Do you think abiotic components of ecosystems also play roles in recycling matter?
What abiotic components do you think might be involved? For example, what abiotic components do you think might be involved in the cycling of water?
Lesson 15.3: Recycling Matter
Lesson Objectives
Define and give examples of biogeochemical cycles that recycle matter.
Describe the water cycle and the processes by which water changes state.
Summarize the organic and geological pathways of the carbon cycle.
Outline the nitrogen cycle and state the roles of bacteria
in the cycle.
Introduction
Unlike energy, elements are not lost and replaced as they pass through ecosystems. Instead, they are recycled repeatedly. All chemical elements that are needed by living things are recycled in ecosystems, including carbon, nitrogen, hydrogen, oxygen, phosphorus, and sulfur. Water is also recycled.
Biogeochemical Cycles
A biogeochemical cycle is a closed loop through which a chemical element or water moves through ecosystems. In the term biogeochemical, bio- refers to biotic components and geo- to geological and other abiotic components. Chemicals cycle through both biotic and abiotic components of ecosystems. For example, an element might move from the atmosphere to ocean water, from ocean water to ocean organisms, and then back to the atmosphere to repeat the cycle.

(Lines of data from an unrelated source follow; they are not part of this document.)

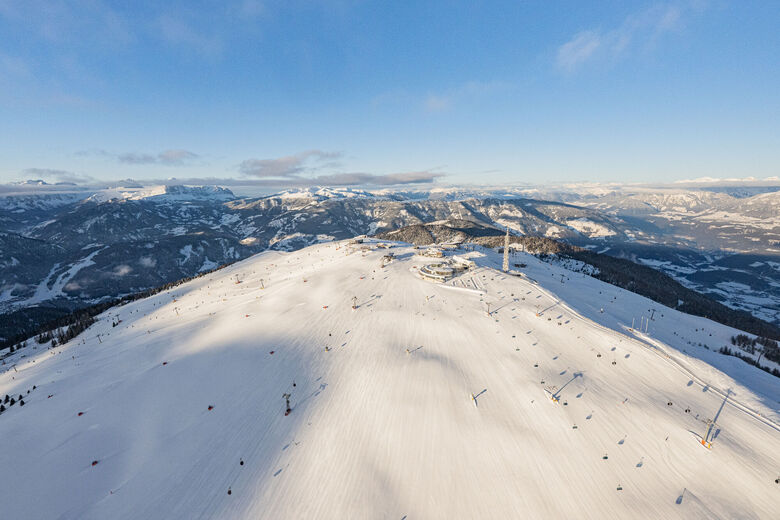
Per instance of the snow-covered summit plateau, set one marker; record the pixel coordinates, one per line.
(486, 396)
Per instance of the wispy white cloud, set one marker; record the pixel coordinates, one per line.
(289, 166)
(578, 50)
(54, 175)
(639, 30)
(176, 31)
(310, 168)
(173, 157)
(438, 102)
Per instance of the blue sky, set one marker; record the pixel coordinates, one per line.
(296, 92)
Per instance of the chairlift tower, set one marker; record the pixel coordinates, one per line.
(506, 251)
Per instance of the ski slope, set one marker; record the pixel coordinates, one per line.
(383, 422)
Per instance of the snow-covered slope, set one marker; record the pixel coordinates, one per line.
(180, 405)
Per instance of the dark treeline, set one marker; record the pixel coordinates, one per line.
(765, 347)
(620, 272)
(70, 325)
(749, 360)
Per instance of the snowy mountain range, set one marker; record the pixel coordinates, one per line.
(542, 393)
(65, 247)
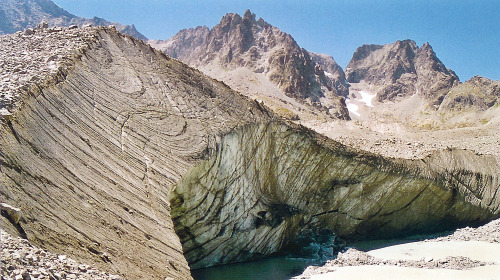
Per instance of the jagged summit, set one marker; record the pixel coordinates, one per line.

Elements or water may be held for various lengths of time by different components of a biogeochemical cycle. Components that hold elements or water for a relatively short period of time are called exchange pools. For example, the atmosphere is an exchange pool for water. It holds water for several days at the longest. This is a very short time compared with the thousands of years the deep ocean can hold water. The ocean is an example of a reservoir for water. Reservoirs are components of a geochemical cycle that hold elements or water for a relatively long period of time.